MAISON EUROPÉENNE DE LA PHOTOGRAPHIE, PARIS

6 mars 2019 – 26 mai 2019

L’exposition « LOVE, REN HANG » présente pour la première fois en France l’œuvre d’un des artistes chinois les plus influents de sa génération.

Avec une sélection de 150 photographies issues de plusieurs collections d’Europe et de Chine, l’exposition « LOVE, REN HANG » occupe tous les espaces du deuxième étage de la MEP.

Composée essentiellement de portraits – d’amis, de sa mère ou de jeunes chinois sollicités sur internet – mais également de paysages et de nus, l’œuvre de Ren Hang est immédiatement reconnaissable. Ses photographies, si elles semblent mettre en scène ses sujets, sont pourtant le fruit d’une démarche instinctive. Leur prise de vue, sur le vif, leur confère légèreté, poésie et humour.

À travers une approche chromatique, l’exposition propose une plongée dans les différentes constellations oniriques de l’artiste : la présence du rouge, les couleurs acidulées, une salle consacrée à sa mère, une autre, plus sombre, dédiée à des prises de vue nocturnes. Enfin, une dernière salle rassemble ses travaux plus « osés », sur le corps, créant un lien, fort et organique, entre l’érotisme et la nature. Ren Hang questionnait, avec audace, la relation à l’identité et à la sexualité. Artiste homosexuel, particulièrement influent auprès de la jeunesse chinoise, son ton considéré comme subversif ou qualifié de pornographique, représentait vis à vis d’un contexte politique répressif, l’expression d’un désir de liberté de création, de fraîcheur et d’insouciance. Sa vision, unique, faisait référence au « réalisme cynique » (mouvement artistique chinois né des événements de Tian’anmen en 1989).

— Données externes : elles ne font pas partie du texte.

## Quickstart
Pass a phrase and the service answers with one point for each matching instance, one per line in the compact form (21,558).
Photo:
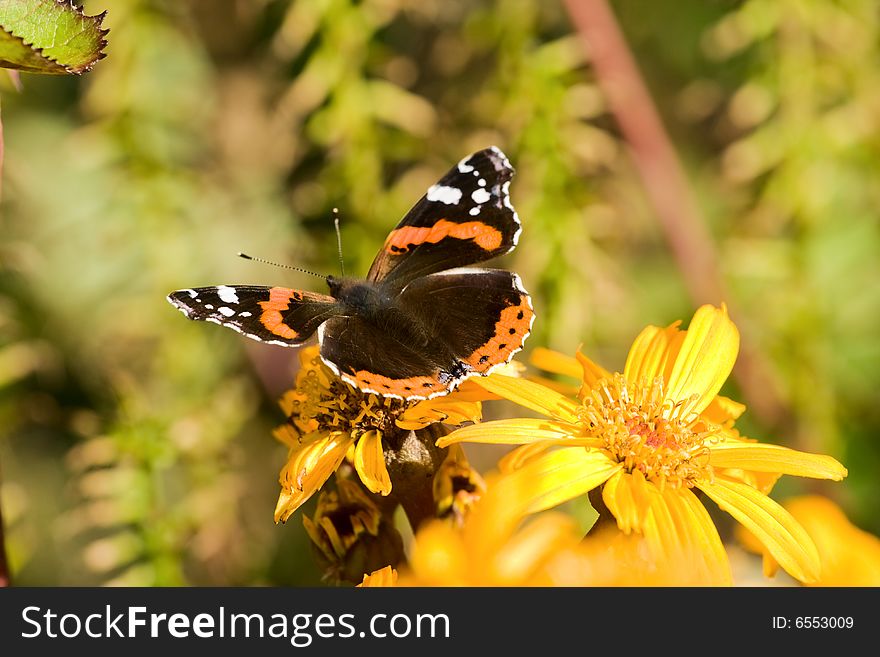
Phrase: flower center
(321,401)
(646,432)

Présentés en regard de cet important corpus photographique, de nombreux écrits de Ren Hang, qu’il partageait régulièrement sur son site internet, témoignent de son combat contre la dépression. « Si la vie est un abîme sans fond, lorsque je sauterai, la chute sans fin sera aussi une manière de voler ». L’artiste s’est donné la mort en 2017, à l’âge de 29 ans. Il avait été exposé dans de nombreuses galeries à travers le monde, et était régulièrement publié dans des magazines de mode tels que Purple et Numero.

 

Sélection

 

Commentaire ♥♥♥♥

Avec « Love, Ren Hang », la Maison européenne de la Photographie présente, au travers de 150 photographies issues de plusieurs collections d’Europe et de Chine, l’œuvre du photographe chinois, Ren Hang. La carrière de ce jeune artiste, malheureusement de courte durée, prend fin en 2017 à Pékin, quand il se suicide par défenestration à vingt-neuf ans.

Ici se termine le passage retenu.